Des mesures efficaces

Un entraînement physique adapté à l’état général du patient (environ 3 à 5 séances d’entraînement de 15 à 30 minutes par semaine) est recommandé et doit être commencé le plus tôt possible, car cela, outre la fatigue, peut influencer positivement le cours, la qualité de vie et la mortalité et prévenir l’affaiblissement dû à la perte de masse musculaire. À présent en rester à la note de synthèse, car il existe déjà un article détaillé distinct sur le sujet. Un examen récent de plus de cent essais cliniques randomisés, a révélé que l’exercice physique et les interventions psychologiques sont plus efficaces que la pharmacothérapie de la fatigue. Outre ces deux modalités de traitement, d’autres études et revues importantes ont également mis l’accent sur la relaxation, gestion du stress, le yoga et le taichi. D’autres techniques “corps-esprit” telles que l’hypnose, la méditation, le qigong, la musique et les thérapies artistiques sont également très bien adaptées et présentent en même temps de bons effets sur d’autres symptômes associés aux tumeurs, notamment la douleur, l’anxiété et la dépression. Certains d’entre eux améliorent également les “chiffres durs” tels que les biomarqueurs, les hormones du stress et les paramètres immunitaires, c’est pourquoi ils sont recommandés, par exemple (pour les degrés de recommandation des procédures individuelles, voir notre contribution sur les lignes directrices de la SIO pour la thérapie intégrative). Nombre d’entre elles peuvent être effectuées par les patients sous surveillance ou de manière totalement indépendante, ont peu ou pas d’effets secondaires et sont peu coûteuses.

Chevauchement avec d’autres symptômes

Il peut parfois être difficile de distinguer clairement la cause et le symptôme. La fatigue liée à une tumeur a souvent un fort impact sur le bien-être psychologique, qui peut se manifester par de l’apathie et un manque de motivation, une instabilité émotionnelle (tristesse ou irritabilité), un isolement social, des problèmes de concentration ou un épuisement psychologique complet. Le traitement aux antidépresseurs n’est pas efficace pour cette cause. Inversement, la fatigue peut aussi être une expression de la dépression. Des questions anamnestiques ciblées peuvent fournir des informations de base (“Connaissiez-vous des épisodes d’humeur dépressive avant votre maladie tumorale”, “La fatigue était-elle précédée d’une humeur dépressive”, ou des questions sur les tendances à l’auto dépréciation, les pensées de mort).

Maintenir les conditions pour éviter la spirale descendante

Il est important d’aider le patient, si possible, à trouver la bonne quantité de mouvement pour lui-même malgré son manque de réserves d’énergie et son besoin accru de repos.
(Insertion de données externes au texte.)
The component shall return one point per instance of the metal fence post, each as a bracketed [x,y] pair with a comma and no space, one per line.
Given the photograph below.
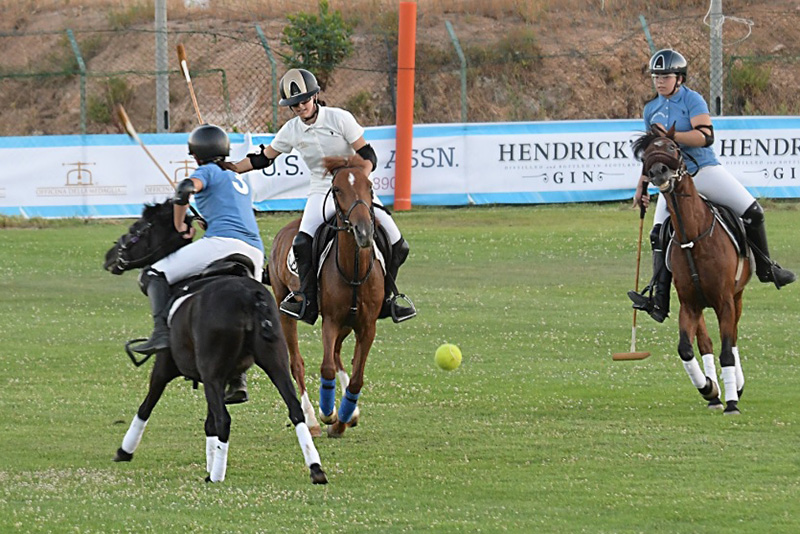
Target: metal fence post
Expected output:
[162,68]
[272,62]
[715,67]
[463,60]
[82,69]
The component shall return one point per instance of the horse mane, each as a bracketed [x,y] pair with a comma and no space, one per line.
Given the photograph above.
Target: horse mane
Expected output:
[334,163]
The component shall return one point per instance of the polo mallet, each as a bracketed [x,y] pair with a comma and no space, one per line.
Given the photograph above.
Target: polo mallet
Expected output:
[185,71]
[633,354]
[125,122]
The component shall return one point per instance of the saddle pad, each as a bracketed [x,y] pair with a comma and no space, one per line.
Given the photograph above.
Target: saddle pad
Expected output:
[291,263]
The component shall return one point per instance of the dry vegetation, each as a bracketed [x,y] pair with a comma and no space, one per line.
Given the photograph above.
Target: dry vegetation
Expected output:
[528,59]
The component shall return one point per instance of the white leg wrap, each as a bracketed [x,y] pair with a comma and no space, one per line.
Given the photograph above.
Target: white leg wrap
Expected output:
[220,462]
[308,411]
[344,379]
[211,447]
[729,380]
[710,367]
[695,374]
[739,372]
[307,444]
[134,435]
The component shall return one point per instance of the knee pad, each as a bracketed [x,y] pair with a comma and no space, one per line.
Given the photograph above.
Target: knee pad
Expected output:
[754,215]
[146,276]
[655,237]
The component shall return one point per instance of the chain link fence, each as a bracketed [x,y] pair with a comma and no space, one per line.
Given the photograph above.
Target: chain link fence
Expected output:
[505,72]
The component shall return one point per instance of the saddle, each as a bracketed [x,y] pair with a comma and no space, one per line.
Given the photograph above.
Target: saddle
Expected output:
[726,219]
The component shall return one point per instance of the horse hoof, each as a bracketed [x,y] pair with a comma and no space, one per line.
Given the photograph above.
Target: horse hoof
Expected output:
[318,475]
[710,391]
[336,430]
[731,408]
[331,419]
[122,456]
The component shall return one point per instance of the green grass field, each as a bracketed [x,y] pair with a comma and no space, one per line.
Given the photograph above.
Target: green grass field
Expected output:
[537,431]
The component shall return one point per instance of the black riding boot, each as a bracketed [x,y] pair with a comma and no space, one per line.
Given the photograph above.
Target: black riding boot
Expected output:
[157,289]
[237,390]
[766,269]
[302,304]
[654,299]
[391,307]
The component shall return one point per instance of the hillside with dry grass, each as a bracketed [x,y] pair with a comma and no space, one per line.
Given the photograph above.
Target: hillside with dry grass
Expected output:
[527,60]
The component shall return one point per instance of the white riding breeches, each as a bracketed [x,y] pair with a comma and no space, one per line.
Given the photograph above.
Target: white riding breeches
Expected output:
[313,216]
[196,256]
[716,184]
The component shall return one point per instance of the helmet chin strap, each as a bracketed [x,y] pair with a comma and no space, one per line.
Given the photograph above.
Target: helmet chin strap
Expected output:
[313,117]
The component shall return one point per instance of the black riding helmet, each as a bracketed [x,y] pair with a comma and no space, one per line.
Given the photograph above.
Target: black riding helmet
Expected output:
[297,85]
[209,143]
[668,61]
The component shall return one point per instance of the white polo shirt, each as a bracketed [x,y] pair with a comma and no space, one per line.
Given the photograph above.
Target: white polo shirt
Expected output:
[332,134]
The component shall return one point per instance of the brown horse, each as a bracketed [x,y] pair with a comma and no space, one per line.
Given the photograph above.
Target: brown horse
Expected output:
[351,292]
[707,269]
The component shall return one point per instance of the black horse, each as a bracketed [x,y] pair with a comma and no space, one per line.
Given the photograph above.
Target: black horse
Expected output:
[219,328]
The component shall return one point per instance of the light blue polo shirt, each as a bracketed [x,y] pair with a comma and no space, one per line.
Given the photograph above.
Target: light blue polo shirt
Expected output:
[226,203]
[679,110]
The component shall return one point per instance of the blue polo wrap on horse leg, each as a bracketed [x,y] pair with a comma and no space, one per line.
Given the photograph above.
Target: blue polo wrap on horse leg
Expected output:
[348,406]
[327,395]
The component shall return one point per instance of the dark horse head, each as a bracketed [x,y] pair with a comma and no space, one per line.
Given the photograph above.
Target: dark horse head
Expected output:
[352,197]
[149,239]
[661,157]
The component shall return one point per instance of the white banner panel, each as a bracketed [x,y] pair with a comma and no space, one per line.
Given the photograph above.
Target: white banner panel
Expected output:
[453,164]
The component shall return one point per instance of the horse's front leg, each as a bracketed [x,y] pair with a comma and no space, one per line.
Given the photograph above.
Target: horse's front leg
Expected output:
[163,372]
[348,408]
[327,388]
[707,352]
[689,320]
[726,315]
[298,367]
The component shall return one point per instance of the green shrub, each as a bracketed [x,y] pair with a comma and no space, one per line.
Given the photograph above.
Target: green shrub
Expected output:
[318,43]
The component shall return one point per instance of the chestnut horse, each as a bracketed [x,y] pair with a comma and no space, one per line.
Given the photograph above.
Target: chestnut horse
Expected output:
[351,292]
[707,270]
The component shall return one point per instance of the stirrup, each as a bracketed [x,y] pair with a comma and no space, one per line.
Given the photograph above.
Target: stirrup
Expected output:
[402,313]
[294,309]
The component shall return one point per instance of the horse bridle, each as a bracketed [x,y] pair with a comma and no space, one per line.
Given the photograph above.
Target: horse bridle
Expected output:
[347,226]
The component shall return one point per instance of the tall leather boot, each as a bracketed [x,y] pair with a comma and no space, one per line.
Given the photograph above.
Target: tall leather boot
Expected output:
[654,299]
[302,304]
[766,269]
[157,289]
[237,390]
[390,304]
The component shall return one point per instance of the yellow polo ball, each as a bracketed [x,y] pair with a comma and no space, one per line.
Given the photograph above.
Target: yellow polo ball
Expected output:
[448,357]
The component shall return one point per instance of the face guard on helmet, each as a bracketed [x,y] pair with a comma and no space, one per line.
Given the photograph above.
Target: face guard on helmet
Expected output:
[297,85]
[668,62]
[209,143]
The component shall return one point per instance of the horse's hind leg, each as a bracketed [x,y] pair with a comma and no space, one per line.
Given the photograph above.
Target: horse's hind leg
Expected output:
[689,324]
[218,422]
[726,315]
[271,357]
[299,373]
[737,302]
[709,366]
[164,370]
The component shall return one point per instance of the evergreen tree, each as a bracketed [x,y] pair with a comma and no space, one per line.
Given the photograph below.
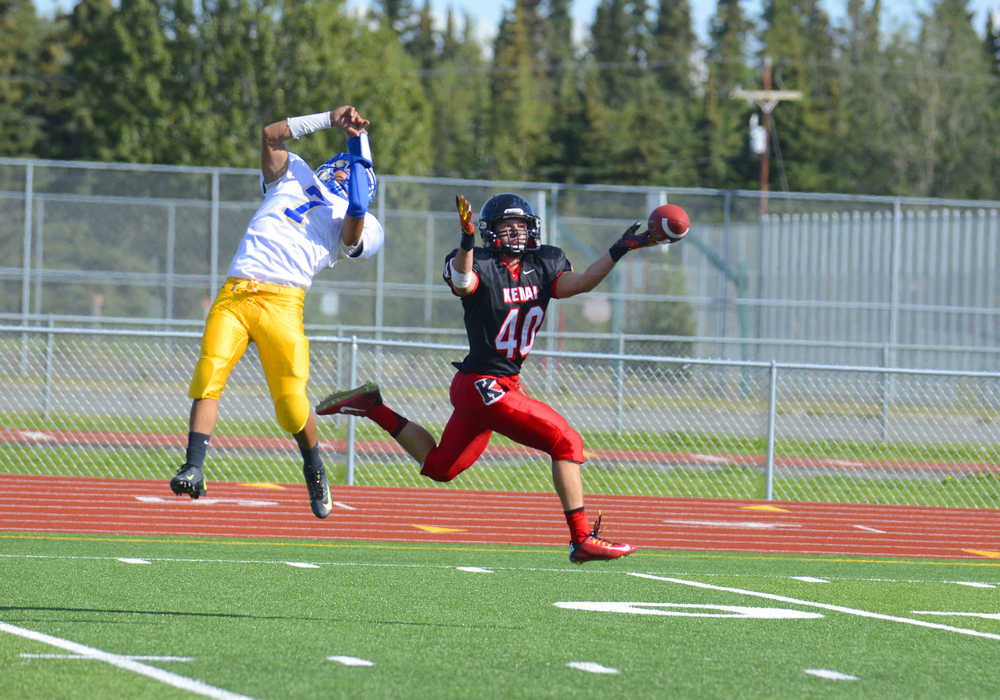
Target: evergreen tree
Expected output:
[459,93]
[22,79]
[518,109]
[798,37]
[726,160]
[865,128]
[957,110]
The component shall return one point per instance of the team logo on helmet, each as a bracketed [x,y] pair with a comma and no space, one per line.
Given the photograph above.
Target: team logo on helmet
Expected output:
[336,173]
[504,207]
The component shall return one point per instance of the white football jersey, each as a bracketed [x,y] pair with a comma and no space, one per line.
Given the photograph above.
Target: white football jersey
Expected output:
[295,232]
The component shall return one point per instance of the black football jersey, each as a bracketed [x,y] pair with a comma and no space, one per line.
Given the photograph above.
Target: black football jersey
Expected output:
[506,311]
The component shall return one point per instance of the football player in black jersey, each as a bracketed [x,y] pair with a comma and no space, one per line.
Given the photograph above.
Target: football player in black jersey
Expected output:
[505,286]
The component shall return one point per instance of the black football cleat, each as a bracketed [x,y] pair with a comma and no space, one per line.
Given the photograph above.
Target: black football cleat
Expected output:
[189,480]
[594,548]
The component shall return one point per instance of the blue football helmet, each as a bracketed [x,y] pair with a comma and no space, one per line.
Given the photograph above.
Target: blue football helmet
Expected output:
[501,207]
[336,172]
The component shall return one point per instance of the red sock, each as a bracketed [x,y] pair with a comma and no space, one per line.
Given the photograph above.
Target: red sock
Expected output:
[387,419]
[579,528]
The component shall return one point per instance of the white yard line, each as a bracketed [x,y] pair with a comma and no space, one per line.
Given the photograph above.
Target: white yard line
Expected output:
[822,606]
[123,662]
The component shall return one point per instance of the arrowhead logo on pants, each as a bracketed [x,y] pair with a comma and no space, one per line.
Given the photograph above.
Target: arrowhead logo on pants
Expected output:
[490,390]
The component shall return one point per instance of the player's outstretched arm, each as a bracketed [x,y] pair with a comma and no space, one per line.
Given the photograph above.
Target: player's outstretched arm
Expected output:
[463,278]
[274,155]
[572,283]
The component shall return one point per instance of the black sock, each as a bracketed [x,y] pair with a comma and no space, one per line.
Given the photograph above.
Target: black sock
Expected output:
[197,447]
[310,457]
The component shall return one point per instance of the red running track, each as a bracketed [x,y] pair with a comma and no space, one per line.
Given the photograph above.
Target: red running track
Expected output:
[48,504]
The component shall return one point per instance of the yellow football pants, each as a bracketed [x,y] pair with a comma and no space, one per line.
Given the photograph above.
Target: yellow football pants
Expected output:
[270,315]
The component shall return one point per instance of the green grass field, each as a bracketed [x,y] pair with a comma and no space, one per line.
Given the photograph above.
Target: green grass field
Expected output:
[284,619]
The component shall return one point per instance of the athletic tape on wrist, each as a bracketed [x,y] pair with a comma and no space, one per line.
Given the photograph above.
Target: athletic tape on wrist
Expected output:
[308,123]
[360,146]
[458,279]
[358,197]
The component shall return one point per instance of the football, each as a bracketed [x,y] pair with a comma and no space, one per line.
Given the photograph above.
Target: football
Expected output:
[668,222]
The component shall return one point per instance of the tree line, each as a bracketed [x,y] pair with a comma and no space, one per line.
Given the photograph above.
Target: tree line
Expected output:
[641,101]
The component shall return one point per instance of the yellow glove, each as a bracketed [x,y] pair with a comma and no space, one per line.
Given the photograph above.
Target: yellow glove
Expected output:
[465,219]
[465,215]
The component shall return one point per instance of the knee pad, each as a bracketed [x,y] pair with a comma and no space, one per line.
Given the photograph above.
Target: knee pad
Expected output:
[210,375]
[292,411]
[569,446]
L’effort excessif est aussi peu la réponse que l’inactivité. En cas d’épuisement grave et d’humeur dépressive, il est compréhensible qu’il y ait une tendance à ne pas vouloir en faire trop du tout. Cependant, il est évident que l’épuisement pathologique n’est pas amélioré par un simple “repos”. Les jours d’inactivité ne permettent pas de reprendre des forces par la suite, au contraire : l’état inutilisé diminue et le patient peut faire de moins en moins de choses au fil du temps.